Spécial copinage ? Oui (fréquentation déjà décennale
avec l’auteur, aucune avec l’éditeur : theolib.com).
Non. Je ne vais pas me distancier en relevant les quelques rares coquilles
décelées, un choix de composition curieux (mais n’entachant pas la lisibilité),
histoire d’accorder plus de poids à mes appréciations positives.
L’opportunité de sortir un tel ouvrage me semblerait plus
que faiblarde s’il s’agissait de revenir sur Pascal et quelques autres auteur·e·s
dont les textes sont présumés connus d’un encore assez large public. La cause
est entendue : un, des dieux sont des conceptions irraisonnables, improbables
au sens vieilli… Même si une autre planète peuplée d’êtres pensants — autant
que la plupart des mammifères de celle-ci, entre autres espèces — entrait en
communication, elle ne vaudrait pas davantage argument que le fait qu’un dieu
monothéiste ait omis de signaler l’existence d’inuits ou d’aborigènes à ses
prophètes ayant prétendu avoir conversé avec leur « Lui » ou d’autres.

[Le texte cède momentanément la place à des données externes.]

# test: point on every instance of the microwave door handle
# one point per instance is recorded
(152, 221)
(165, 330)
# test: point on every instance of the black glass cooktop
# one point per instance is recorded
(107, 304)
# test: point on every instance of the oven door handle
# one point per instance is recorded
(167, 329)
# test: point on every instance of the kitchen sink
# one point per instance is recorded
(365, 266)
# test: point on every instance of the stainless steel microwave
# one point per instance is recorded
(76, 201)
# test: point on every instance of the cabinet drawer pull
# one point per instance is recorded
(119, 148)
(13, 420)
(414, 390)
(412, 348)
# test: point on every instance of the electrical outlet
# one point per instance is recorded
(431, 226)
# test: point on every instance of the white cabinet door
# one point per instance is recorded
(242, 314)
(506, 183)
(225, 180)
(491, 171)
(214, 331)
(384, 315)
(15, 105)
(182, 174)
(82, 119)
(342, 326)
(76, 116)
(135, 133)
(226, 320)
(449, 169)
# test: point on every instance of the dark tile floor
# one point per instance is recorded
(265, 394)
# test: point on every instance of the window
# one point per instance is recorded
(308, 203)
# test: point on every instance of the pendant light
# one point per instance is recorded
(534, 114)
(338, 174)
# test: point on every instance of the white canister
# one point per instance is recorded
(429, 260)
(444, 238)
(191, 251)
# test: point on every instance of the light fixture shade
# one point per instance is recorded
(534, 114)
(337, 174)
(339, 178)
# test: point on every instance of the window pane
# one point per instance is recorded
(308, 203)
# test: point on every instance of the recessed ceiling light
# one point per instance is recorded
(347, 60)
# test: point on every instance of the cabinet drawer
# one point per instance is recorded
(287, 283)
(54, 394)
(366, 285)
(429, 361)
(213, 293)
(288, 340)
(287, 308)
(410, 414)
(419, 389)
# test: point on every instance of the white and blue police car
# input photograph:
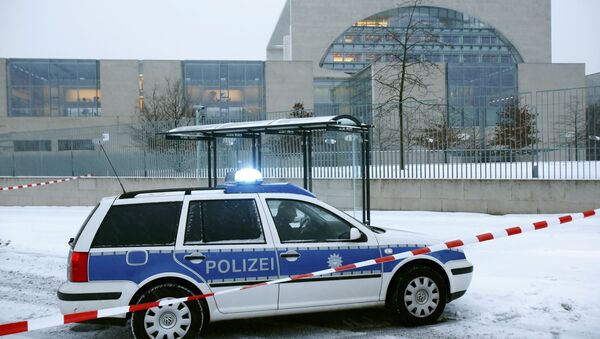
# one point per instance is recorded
(154, 245)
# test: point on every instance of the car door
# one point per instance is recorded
(226, 244)
(302, 252)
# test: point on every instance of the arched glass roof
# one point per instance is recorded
(450, 37)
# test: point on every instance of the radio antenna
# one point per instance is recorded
(105, 137)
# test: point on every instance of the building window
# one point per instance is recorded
(75, 145)
(38, 87)
(32, 145)
(230, 90)
(481, 63)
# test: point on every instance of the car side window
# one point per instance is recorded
(299, 221)
(223, 221)
(153, 224)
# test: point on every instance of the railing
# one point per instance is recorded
(561, 140)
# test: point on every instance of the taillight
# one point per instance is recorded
(78, 267)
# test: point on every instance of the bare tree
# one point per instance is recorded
(401, 77)
(298, 111)
(285, 144)
(516, 127)
(167, 107)
(571, 129)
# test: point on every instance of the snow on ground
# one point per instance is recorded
(538, 285)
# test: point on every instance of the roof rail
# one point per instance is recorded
(187, 190)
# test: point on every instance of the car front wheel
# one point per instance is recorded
(419, 295)
(182, 320)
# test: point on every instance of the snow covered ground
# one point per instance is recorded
(539, 285)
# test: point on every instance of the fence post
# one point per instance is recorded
(14, 164)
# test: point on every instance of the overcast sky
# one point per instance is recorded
(209, 30)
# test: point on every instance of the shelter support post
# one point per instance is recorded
(214, 162)
(209, 161)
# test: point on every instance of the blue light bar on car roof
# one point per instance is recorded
(268, 188)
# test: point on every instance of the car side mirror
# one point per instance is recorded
(355, 234)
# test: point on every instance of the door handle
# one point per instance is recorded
(195, 258)
(290, 255)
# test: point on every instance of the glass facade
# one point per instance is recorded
(481, 71)
(230, 90)
(57, 88)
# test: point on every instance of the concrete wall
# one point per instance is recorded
(315, 24)
(541, 77)
(483, 196)
(288, 83)
(157, 71)
(3, 89)
(552, 107)
(591, 80)
(119, 86)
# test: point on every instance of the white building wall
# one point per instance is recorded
(288, 82)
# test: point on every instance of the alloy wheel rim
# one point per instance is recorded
(421, 297)
(170, 321)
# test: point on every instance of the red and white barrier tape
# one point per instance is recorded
(35, 324)
(11, 188)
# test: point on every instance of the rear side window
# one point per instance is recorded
(139, 225)
(223, 221)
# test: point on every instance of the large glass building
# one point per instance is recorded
(481, 63)
(56, 88)
(230, 90)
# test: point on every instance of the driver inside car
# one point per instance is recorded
(286, 213)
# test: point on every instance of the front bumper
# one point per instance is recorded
(89, 296)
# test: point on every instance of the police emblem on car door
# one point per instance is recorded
(224, 243)
(312, 238)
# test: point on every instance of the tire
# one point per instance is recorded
(183, 320)
(419, 295)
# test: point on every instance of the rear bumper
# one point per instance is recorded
(460, 273)
(89, 296)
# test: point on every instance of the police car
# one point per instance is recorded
(154, 245)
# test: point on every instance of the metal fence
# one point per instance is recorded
(545, 135)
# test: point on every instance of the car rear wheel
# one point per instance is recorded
(182, 320)
(419, 295)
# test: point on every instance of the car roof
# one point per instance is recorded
(227, 189)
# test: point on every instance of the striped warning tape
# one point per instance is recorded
(11, 188)
(35, 324)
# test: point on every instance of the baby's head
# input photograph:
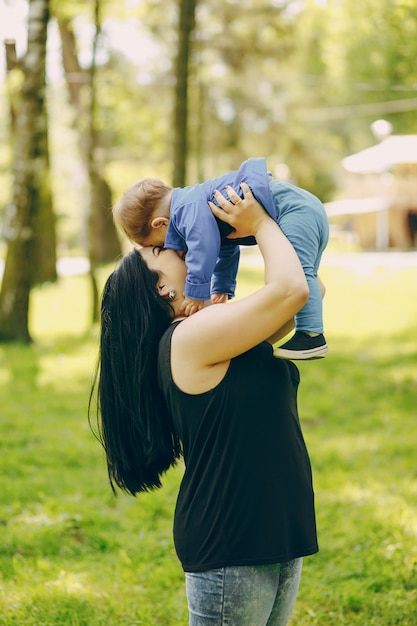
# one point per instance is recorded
(143, 211)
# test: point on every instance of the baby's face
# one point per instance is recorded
(155, 238)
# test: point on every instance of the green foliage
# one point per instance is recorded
(73, 554)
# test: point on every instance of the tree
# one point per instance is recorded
(30, 233)
(186, 25)
(104, 242)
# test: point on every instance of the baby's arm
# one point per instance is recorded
(188, 307)
(219, 298)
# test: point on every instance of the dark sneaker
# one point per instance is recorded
(302, 347)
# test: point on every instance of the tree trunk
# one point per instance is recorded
(185, 29)
(104, 241)
(30, 213)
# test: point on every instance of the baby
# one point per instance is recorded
(152, 213)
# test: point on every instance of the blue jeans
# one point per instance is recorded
(303, 220)
(262, 595)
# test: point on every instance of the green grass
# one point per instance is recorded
(70, 553)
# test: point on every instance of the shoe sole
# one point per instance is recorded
(301, 355)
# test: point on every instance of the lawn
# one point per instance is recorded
(71, 553)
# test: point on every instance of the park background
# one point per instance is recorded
(97, 94)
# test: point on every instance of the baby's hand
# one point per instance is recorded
(219, 298)
(188, 307)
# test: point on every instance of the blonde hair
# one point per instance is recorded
(135, 209)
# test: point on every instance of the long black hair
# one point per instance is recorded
(134, 425)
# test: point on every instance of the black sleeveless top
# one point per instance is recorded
(246, 497)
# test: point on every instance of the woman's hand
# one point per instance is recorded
(244, 215)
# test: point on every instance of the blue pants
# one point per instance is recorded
(303, 220)
(262, 595)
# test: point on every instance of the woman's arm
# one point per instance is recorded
(213, 336)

J’imagine que Leduc en convient, nous avons des choses plus
importantes à discuter, et pas plus que dans la préface d’Olivier Onic que dans
le texte de Leduc, la question n’est vraiment abordée. À quoi bon ? Leduc, libre
penseur, ne se livre pas à une profession de foi, ne prêche pas du tout (bon,
incidemment, furtivement, fort peu).
Ludwig Wittgenstein — et maints autres, en variantes
diverses — considéra (vers les années 1920, alors devenu chrétien convaincu ?)
que « les limites de mon langage signifient les limites de mon propre
monde. ». C’est à la fois discutable et indiscutable. Roger Vailland,
devenu « naturellement » athée, ne se souvenait sans doute
plus du fatras logorrhéique des diverses théologies et s’en trouva fort bien
lorsqu’il fut interpellé sur ses convictions à l’endroit d’un être suprême ou
des religions. Indiscutable…
Je ne vais pas développer, juste signaler qu’avant que Yuval
Harari (dans Sapiens, Homo Deus et les Lessons…) élargisse
quelque peu la conception du monde en énonçant que marxisme, libéralisme,
humanisme(s) sont des religions parmi d’autres, la perception du fait religieux
marquait le pas.
Il ne s’agit pas là tout à fait d’une digression puisque, et
c’est la majeure partie du livre de Leduc, lorsque Louis Martin-Chauffier
répliqua à Roger Vailland que le marxisme était la croyance de ce dernier (sans
appuyer sur le fait que Staline était porté au rang d’ultime prophète), et en
quelque sorte, limitait son propre monde, cette disputation en préfigura d’autres.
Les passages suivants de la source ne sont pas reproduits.